If your company has a Point of Sale (POS) terminal anywhere in its infrastructure, you are no doubt aware from the active media coverage that malware attacks have been plaguing POS systems across the country.

Just within the past week, the New York Times has reported that:

  • Companies are often slow to disclose breaches, often because of the time involved in immediately-required investigations;
  • Congress is beginning to make inquiries of data breach victim companies; and
  • Even those companies who have conducted cybersecurity risk assessments still get attacked, often during the course of implementing new solutions to mitigate potential problems and protect their customers’ payment cards or other personal information.
  • Former employees can be a source of information to the media about your efforts to investigate and secure your POS systems.

No Quick Fix

Even the best intentions, most competent efforts and unlimited budgets cannot fix a problem such as this overnight.  These fixes take time, and have become an unavoidable symptom of having POS terminals.

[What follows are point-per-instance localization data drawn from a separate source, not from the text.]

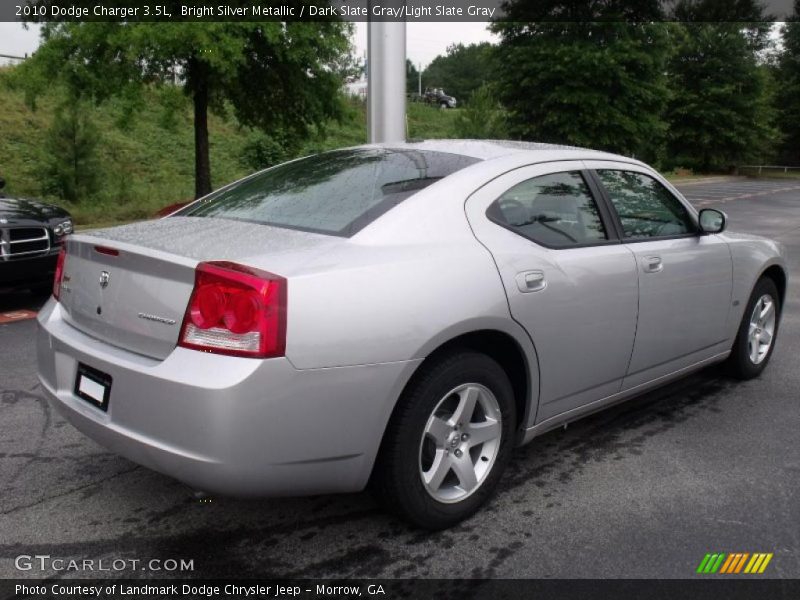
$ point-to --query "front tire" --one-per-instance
(448, 442)
(757, 333)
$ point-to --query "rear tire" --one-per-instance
(448, 442)
(757, 333)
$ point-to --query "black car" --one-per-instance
(31, 235)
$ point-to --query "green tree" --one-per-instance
(412, 78)
(70, 163)
(462, 70)
(483, 117)
(719, 114)
(788, 95)
(283, 76)
(597, 80)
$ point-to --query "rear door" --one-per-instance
(685, 277)
(569, 280)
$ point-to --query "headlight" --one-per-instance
(63, 228)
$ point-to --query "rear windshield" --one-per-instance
(336, 193)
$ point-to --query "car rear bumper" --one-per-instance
(222, 424)
(26, 271)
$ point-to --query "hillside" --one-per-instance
(146, 161)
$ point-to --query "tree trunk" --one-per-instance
(198, 74)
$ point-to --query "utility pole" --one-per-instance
(386, 78)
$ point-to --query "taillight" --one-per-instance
(236, 310)
(62, 255)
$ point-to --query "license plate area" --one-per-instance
(93, 386)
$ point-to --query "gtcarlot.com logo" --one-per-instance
(734, 563)
(45, 562)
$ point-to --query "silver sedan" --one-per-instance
(400, 315)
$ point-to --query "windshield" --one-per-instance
(336, 193)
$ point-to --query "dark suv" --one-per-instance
(31, 234)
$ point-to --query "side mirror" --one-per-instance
(712, 220)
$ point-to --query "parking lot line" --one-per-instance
(17, 315)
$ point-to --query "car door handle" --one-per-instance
(653, 264)
(531, 281)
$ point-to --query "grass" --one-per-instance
(146, 160)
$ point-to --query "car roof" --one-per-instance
(490, 149)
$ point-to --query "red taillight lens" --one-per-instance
(62, 255)
(236, 310)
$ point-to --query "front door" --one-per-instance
(685, 277)
(569, 280)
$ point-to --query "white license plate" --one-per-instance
(93, 386)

What should your company do?

(1) Launch a cybersecurity risk assessment, if you have not yet done so.

(2) Protect your risk calculations by engaging outside counsel and qualified cybersecurity experts to provide legal risk advice protected by the attorney-client privilege.  Keep C-suite executives and Boards of Directors informed.  The outside counsel, together with experts, should:

  • educate and advise directors and executives on legal and business risks associated with your company’s particular threats and vulnerabilities;
  • engage a qualified, experienced external cybersecurity team to review technical infrastructure and identify vulnerabilities stratified and prioritized by risk, likelihood of being exploited, and costs and time involved in remedying each one;
  • review  operational procedures across a multi-disciplinary team in your company, which are often overlooked and can have the greatest impact on the overall health of your risk profile;
  • help identify the most sensitive categories of information in your organization and develop data governance procedures tailored to your organization to add yet another layer of protection for your most sensitive assets;
  • regularly remind your team members, including from your third-party vendors engaged by counsel, about privilege and confidentiality obligations.

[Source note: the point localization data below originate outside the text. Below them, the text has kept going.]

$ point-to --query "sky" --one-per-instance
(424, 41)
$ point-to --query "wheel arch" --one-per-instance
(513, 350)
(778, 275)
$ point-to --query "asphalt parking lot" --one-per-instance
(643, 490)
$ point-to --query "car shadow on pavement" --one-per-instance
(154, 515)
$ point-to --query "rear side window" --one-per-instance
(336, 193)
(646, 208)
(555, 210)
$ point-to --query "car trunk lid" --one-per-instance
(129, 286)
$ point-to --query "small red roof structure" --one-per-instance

(3) Treat cybersecurity risk assessments and remediation efforts as an iterative process.  Constantly review your multi-disciplinary team’s recommendations as they change week by week or day by day.  Re-evaluate the spend allocated based on updated information about your risk landscape as the investigation and assessment progresses.

(4) Stay informed about updated regulatory requirements and case law on cybersecurity and privacy.  Ensure stakeholders understand these updates and charge them with implementing appropriate changes in their domains.

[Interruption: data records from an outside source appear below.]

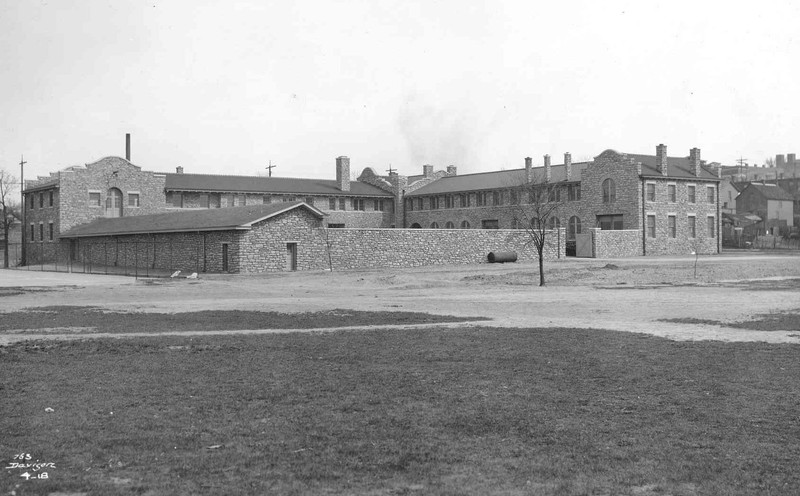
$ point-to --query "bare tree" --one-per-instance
(8, 183)
(535, 207)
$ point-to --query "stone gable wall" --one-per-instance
(74, 186)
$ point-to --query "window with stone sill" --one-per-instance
(609, 191)
(651, 192)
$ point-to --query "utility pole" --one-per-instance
(270, 167)
(741, 162)
(24, 207)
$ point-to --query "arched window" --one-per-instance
(574, 227)
(609, 191)
(114, 203)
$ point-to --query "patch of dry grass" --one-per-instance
(470, 411)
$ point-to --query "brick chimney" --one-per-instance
(547, 172)
(694, 161)
(343, 173)
(661, 159)
(528, 170)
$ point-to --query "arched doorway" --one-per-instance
(114, 203)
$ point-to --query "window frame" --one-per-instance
(609, 190)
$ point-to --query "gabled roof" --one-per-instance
(496, 180)
(678, 167)
(216, 219)
(255, 184)
(770, 191)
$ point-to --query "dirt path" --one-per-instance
(631, 295)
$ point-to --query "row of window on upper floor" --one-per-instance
(216, 200)
(672, 226)
(50, 230)
(672, 196)
(33, 197)
(496, 198)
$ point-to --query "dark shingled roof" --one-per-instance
(679, 167)
(495, 180)
(216, 219)
(255, 184)
(771, 191)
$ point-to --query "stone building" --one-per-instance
(672, 202)
(618, 204)
(113, 187)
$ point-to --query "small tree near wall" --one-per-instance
(8, 184)
(535, 207)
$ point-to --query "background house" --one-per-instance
(769, 202)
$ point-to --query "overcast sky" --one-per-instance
(224, 87)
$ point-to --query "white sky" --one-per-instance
(224, 87)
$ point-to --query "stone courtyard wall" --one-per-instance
(616, 244)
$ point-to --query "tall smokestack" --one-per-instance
(661, 159)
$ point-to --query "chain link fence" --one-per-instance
(131, 258)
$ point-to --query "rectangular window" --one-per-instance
(609, 222)
(651, 192)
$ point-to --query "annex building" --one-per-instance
(113, 212)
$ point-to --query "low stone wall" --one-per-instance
(375, 248)
(617, 244)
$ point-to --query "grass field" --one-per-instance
(469, 411)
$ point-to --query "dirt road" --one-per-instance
(630, 295)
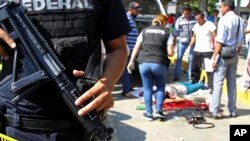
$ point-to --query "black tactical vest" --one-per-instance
(68, 26)
(154, 45)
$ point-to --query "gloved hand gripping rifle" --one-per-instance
(47, 65)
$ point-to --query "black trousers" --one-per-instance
(198, 60)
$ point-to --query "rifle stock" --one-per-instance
(32, 45)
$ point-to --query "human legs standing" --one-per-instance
(209, 74)
(190, 61)
(159, 75)
(196, 67)
(231, 84)
(126, 80)
(147, 82)
(219, 76)
(150, 73)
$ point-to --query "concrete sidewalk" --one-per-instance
(129, 124)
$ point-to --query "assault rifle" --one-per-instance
(47, 66)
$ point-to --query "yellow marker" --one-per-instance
(6, 138)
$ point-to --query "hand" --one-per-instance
(6, 38)
(214, 66)
(188, 49)
(131, 67)
(101, 91)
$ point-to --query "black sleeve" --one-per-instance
(114, 20)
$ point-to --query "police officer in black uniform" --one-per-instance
(74, 28)
(153, 47)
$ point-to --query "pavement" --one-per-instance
(129, 124)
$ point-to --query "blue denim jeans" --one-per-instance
(126, 79)
(153, 73)
(180, 52)
(226, 68)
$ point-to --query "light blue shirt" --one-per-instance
(228, 28)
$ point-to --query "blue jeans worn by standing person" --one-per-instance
(226, 69)
(153, 73)
(126, 82)
(180, 52)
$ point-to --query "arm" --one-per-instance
(135, 51)
(247, 31)
(113, 67)
(193, 39)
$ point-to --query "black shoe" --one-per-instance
(159, 114)
(148, 117)
(233, 115)
(217, 116)
(176, 79)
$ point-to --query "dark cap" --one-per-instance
(135, 5)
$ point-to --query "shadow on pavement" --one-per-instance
(125, 132)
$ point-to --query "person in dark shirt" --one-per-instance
(153, 47)
(78, 27)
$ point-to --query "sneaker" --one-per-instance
(159, 114)
(148, 117)
(176, 79)
(233, 115)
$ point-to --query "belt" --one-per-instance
(36, 124)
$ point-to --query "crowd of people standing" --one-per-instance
(202, 37)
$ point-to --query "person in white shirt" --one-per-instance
(246, 72)
(203, 33)
(230, 33)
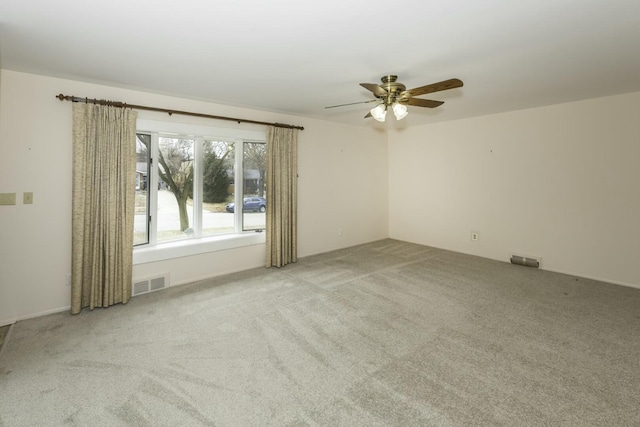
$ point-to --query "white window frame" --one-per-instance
(197, 244)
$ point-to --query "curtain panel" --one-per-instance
(104, 163)
(282, 196)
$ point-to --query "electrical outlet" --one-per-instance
(7, 198)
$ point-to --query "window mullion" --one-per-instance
(153, 190)
(197, 188)
(238, 186)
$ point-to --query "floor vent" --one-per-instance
(526, 261)
(143, 286)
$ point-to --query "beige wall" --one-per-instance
(342, 185)
(560, 182)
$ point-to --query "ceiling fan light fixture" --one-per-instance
(379, 112)
(400, 111)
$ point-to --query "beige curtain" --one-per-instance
(282, 196)
(104, 164)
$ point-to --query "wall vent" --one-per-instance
(526, 261)
(150, 284)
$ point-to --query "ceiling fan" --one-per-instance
(393, 94)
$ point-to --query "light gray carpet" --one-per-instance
(383, 334)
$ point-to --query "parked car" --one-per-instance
(250, 204)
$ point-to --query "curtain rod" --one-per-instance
(72, 98)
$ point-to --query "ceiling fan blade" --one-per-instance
(354, 103)
(429, 103)
(436, 87)
(376, 89)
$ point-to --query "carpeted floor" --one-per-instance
(383, 334)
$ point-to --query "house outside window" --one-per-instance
(186, 186)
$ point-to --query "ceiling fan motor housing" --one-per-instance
(393, 88)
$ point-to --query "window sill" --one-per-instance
(191, 247)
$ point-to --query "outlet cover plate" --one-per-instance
(7, 198)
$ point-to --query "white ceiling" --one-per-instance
(297, 57)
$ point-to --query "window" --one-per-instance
(188, 185)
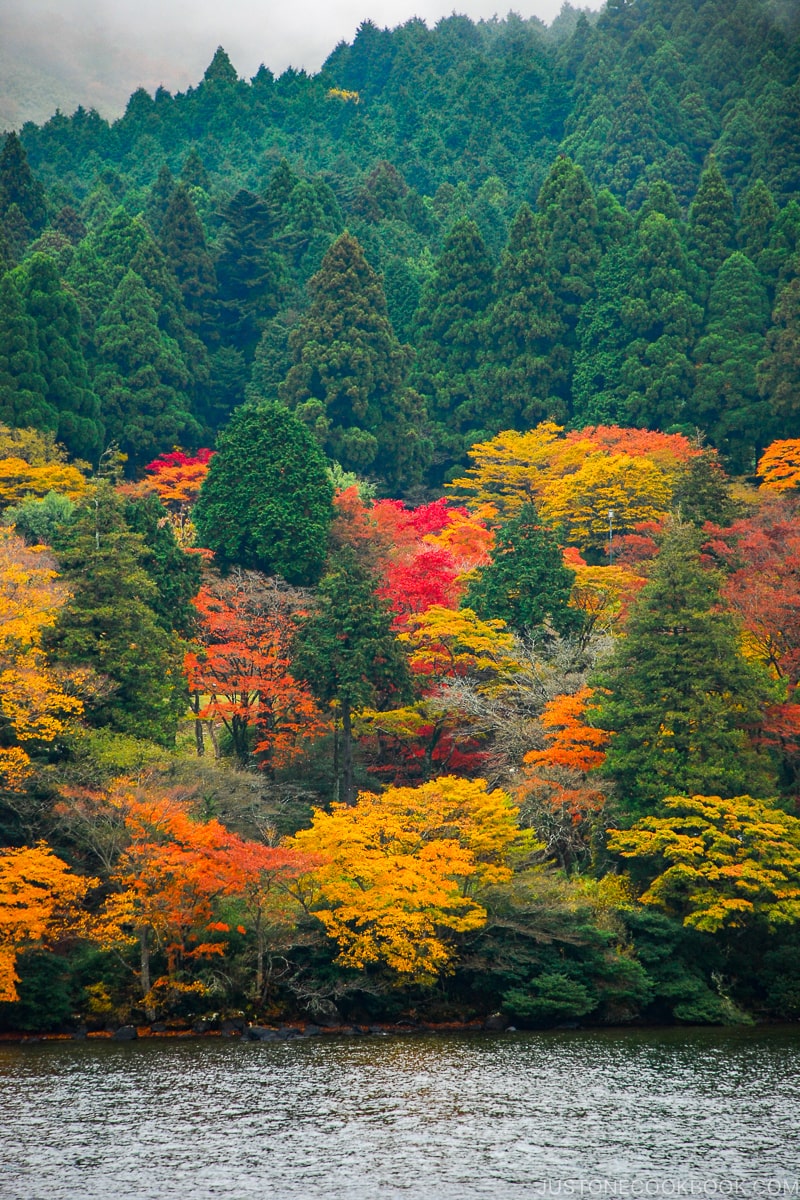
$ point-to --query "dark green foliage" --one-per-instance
(182, 240)
(779, 372)
(266, 499)
(140, 377)
(525, 583)
(73, 407)
(527, 375)
(19, 187)
(726, 403)
(40, 521)
(110, 623)
(347, 382)
(251, 275)
(679, 696)
(347, 653)
(175, 574)
(22, 381)
(450, 337)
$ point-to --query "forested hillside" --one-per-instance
(400, 555)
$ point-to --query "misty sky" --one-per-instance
(60, 53)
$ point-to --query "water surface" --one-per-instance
(422, 1117)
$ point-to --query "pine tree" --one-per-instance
(758, 214)
(347, 653)
(140, 377)
(266, 502)
(68, 390)
(527, 364)
(19, 187)
(711, 225)
(450, 337)
(779, 372)
(251, 274)
(110, 625)
(525, 583)
(182, 240)
(570, 229)
(22, 383)
(348, 376)
(678, 694)
(725, 402)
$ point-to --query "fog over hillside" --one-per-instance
(64, 53)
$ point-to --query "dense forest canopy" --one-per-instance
(400, 477)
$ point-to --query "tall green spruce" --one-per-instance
(678, 694)
(347, 382)
(140, 377)
(725, 402)
(347, 653)
(527, 364)
(266, 502)
(110, 623)
(72, 403)
(450, 340)
(525, 583)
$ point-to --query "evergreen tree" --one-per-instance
(525, 583)
(779, 372)
(110, 625)
(711, 225)
(158, 198)
(347, 653)
(182, 240)
(678, 694)
(570, 229)
(68, 390)
(527, 363)
(348, 376)
(451, 335)
(19, 187)
(175, 574)
(251, 275)
(758, 214)
(726, 403)
(22, 384)
(266, 499)
(140, 377)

(5) Recognize that there is no such thing as perfect security, but that there is a tipping point over which your company will move outside the category of high-risk operations and into a safe zone.

(6) Allocate the necessary resources to get the job done – and done well.  If your company goes an extra mile in building security policies, procedures and technology that are better than industry standard, you can use your low risk profile as a market differentiator.  In addition to reducing litigation and reputational risks, validated strong security will increase customer confidence and loyalty.

(7) Review your insurance policies for adequate coverage to address interim risks.  While reputational risk cannot be insured against, insurance can be very valuable in the event of a breach.

In the retail industry in particular, the widespread compromises in Point of Sale Terminals resulting in staggering amounts of payment card theft is a hallmark of 2014.   A decrease in brand reputation alone is too high a cost to ignore.   If your company is – very understandably – not equipped to tackle the daunting task of finding and prioritizing vulnerabilities and choosing the best cybersecurity governance and technical plans, find someone who is.